There was a silence in the cabin for a moment, as everybody let the feeling of haplessness sink in. Finally Chief Flight Officer Antonio Marks asked his officer, “Sir, do you think we would ever see our families again?”
“I certainly hope so son,” Rear Admiral replied without a hesitation, “For I love my kids, and I love my wife.”
Love has a strange habit of cooking up situations that people are happy to get entangled into, but curse every moment of living through them. None leaves this web until they have realized how ugly they could be at their worst. And yet, it leaves memories that are the most cherished of all time.
“Here, I made you a coffee,” Doctor Rukhsana Leung said as she pushed a cup towards Doctor Xavier Adams, who was obviously surprised.
“Thanks,” he exclaimed as he took the cup from Miss Leung’s hand, as she looked back into his eyes, making him uncomfortable. “I just came to check up on Mrs Ahluwalia,” Xavier fumbled out his explanation, “She is Captain Connor’s adoptive mother.”
“Yes, I know,” Doctor Leung replied as she took a sip from her cup, looked at Mrs Ahluwalia, and then again looked back at Doctor Adams. “I actually admire what you did for your friend Suzanne,” she exclaimed as she giggled like a school girl, “Who in this day and age puts their own life at peril for their friends like that?”
“I am flattered,” Doctor Adams replied as he took an uncomfortable sip from his cup, “Actually, it is just a matter of perspective as to whose life is really in peril.” And the two finally gave out a comfortable laugh.
Peril of life always feels lesser than the peril of heart, and peril of heart always lesser than the peril of limb. It is hard to live with a broken heart, and harder to comfort a heart that beats in a body deprived of a limb.
“I don’t trust that bitch,” Margaret exclaimed as she chatted with ‘Rocker’ Jean Perry.
“I don’t understand why you hate that poor creature so much,” Rocker replied back, as both sat in the cabin, oblivious to Doctor Dillon who had just walked in.
“I can’t trust a bitch that can get into my mind whenever she wants to,” Margaret however was quite upfront of her distaste for Mishansa.
“Don’t worry,” Rocker quipped, “I am sure Bradley will take care of her.”
“Bradley,” Suzanne exclaimed in surprise as she joined in, “What would he do with her?”
“Well hello!
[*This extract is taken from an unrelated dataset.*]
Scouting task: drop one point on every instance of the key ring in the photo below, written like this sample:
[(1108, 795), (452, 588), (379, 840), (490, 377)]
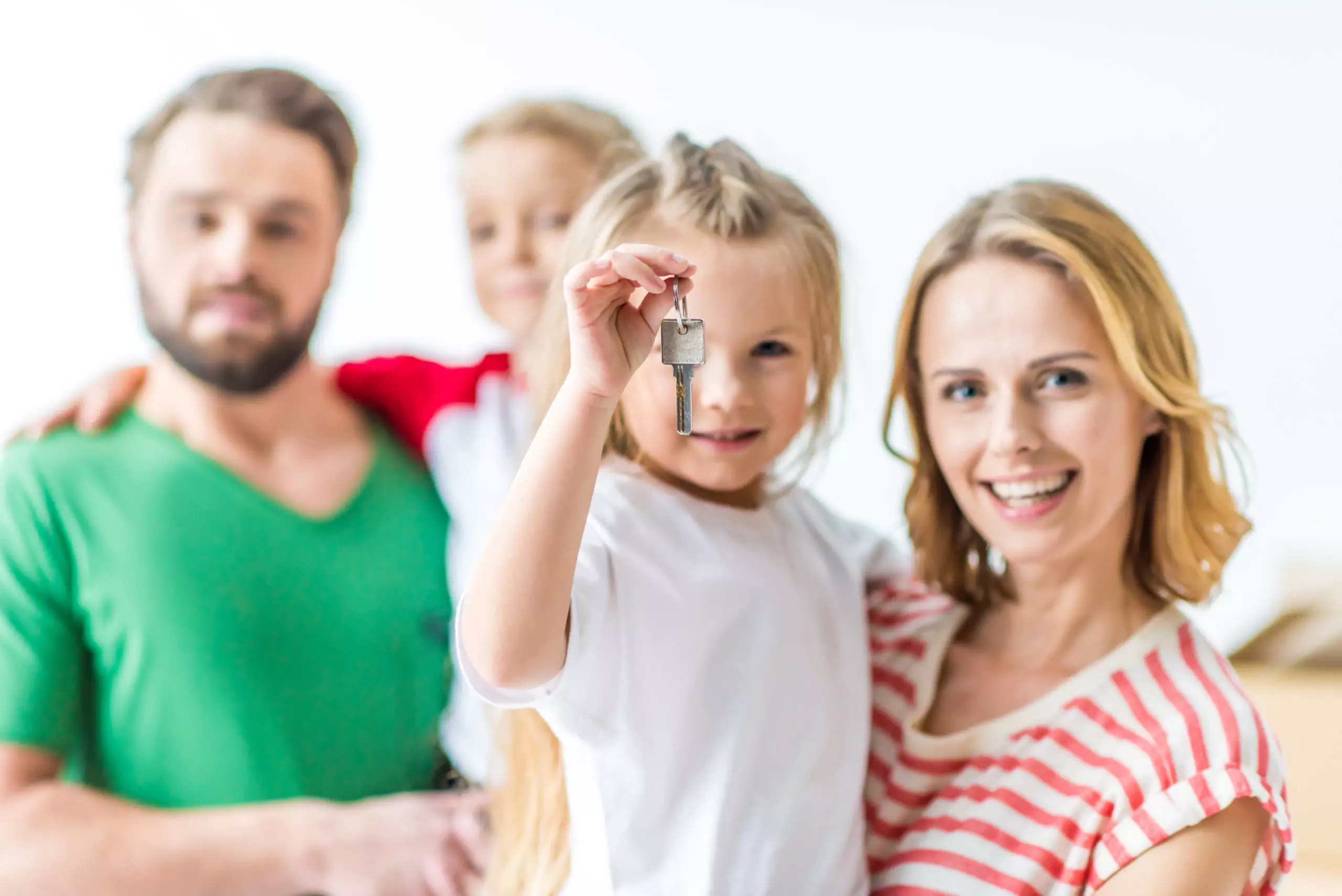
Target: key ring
[(681, 305)]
Where have you been?” Rocker replied with a surprise, “This is the talk of the ship; the two are an item!”
“Bradley and Mishansa,” a shocked Suzanne asked.
“Who, Bradley,” even Margaret was slightly shocked and surprised, “But I thought she was hitting up on Captain Ahluwalia!”
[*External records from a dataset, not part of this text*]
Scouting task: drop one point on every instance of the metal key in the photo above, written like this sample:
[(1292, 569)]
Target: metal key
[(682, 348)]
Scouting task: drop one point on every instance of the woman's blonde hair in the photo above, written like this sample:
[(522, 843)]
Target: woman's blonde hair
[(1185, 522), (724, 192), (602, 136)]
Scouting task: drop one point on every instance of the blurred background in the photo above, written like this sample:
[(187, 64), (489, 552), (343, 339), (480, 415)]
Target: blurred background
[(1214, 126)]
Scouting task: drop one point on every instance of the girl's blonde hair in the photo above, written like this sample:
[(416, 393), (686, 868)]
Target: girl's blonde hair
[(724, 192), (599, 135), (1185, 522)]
“Now wait a second,” Rocker however confronted her on her assertion; “Whoever gave you that idea?”
“But she is not with Bradley, is she?” a shocked Suzanne looked back at Margaret, trying hard not to raise any suspicions.
“She always is with Bradley,” Rocker however replied.
“No way,” Margaret countered him, “I see her way more with Captain Ahluwalia.”
“But why would she need to hit on Bradley?” Suzanne asked, but then realized she was sounding too obvious, so added, “I mean, we don’t even know what has happened to him.”
“She doesn’t care,” Rocker quipped.
“I swear she is not with Bradley, but with Aman,” Margaret however replied.
“Wait!” Suzanne however had had enough of this disagreement, “Is she with Bradley, or is she with Aman?”
“Or is she playing them both,” Anne stepped inside the cabin, having overheard all their conversation.